O Partido Liberal (PL) confirmou a convenção nacional que vai oficializar a candidatura do senador Flávio Bolsonaro (PL-RJ) à Presidência da República. O evento acontece neste sábado (25), no Mercado Pago Hall, na Arena Pacaembu, em São Paulo. Mesmo às vésperas do encontro, o partido ainda não definiu quem será o vice na chapa nem fechou uma coligação para a disputa.
A expectativa da campanha é manter as negociações abertas até 5 de agosto, prazo final estabelecido pela Justiça Eleitoral para as convenções partidárias. O principal obstáculo está nas conversas com legendas do Centrão. A federação formada por União Brasil e PP caminha para declarar neutralidade na disputa, enquanto o Republicanos, hoje o principal interlocutor do PL, também sinaliza preferência por não apoiar nenhum candidato à Presidência.

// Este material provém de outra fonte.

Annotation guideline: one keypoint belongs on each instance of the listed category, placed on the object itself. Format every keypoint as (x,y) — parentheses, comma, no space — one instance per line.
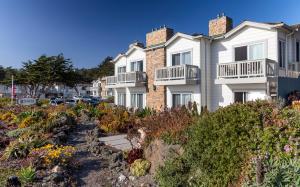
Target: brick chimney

Na segunda-feira (20), durante a convenção estadual da federação União-PP em São Paulo, Flávio tentou se aproximar das siglas. Os diretórios paulistas declararam apoio ao senador e ao governador Tarcísio de Freitas (Republicanos), mas os presidentes nacionais das três legendas — Antonio Rueda (União Brasil), Ciro Nogueira (PP) e Marcos Pereira (Republicanos) — não participaram do evento.
Mesmo sem acordo fechado, o PL ainda aposta numa aliança com o Republicanos, inclusive com a possibilidade de a legenda indicar o nome do vice. A falta de coligação já afeta a campanha: sem alianças, o tempo de propaganda de Flávio no rádio e na TV deve ficar abaixo do de Lula (PT). Pelas projeções atuais, o presidente teria pouco mais de cinco minutos por bloco no horário eleitoral, contra cerca de quatro minutos do senador do PL.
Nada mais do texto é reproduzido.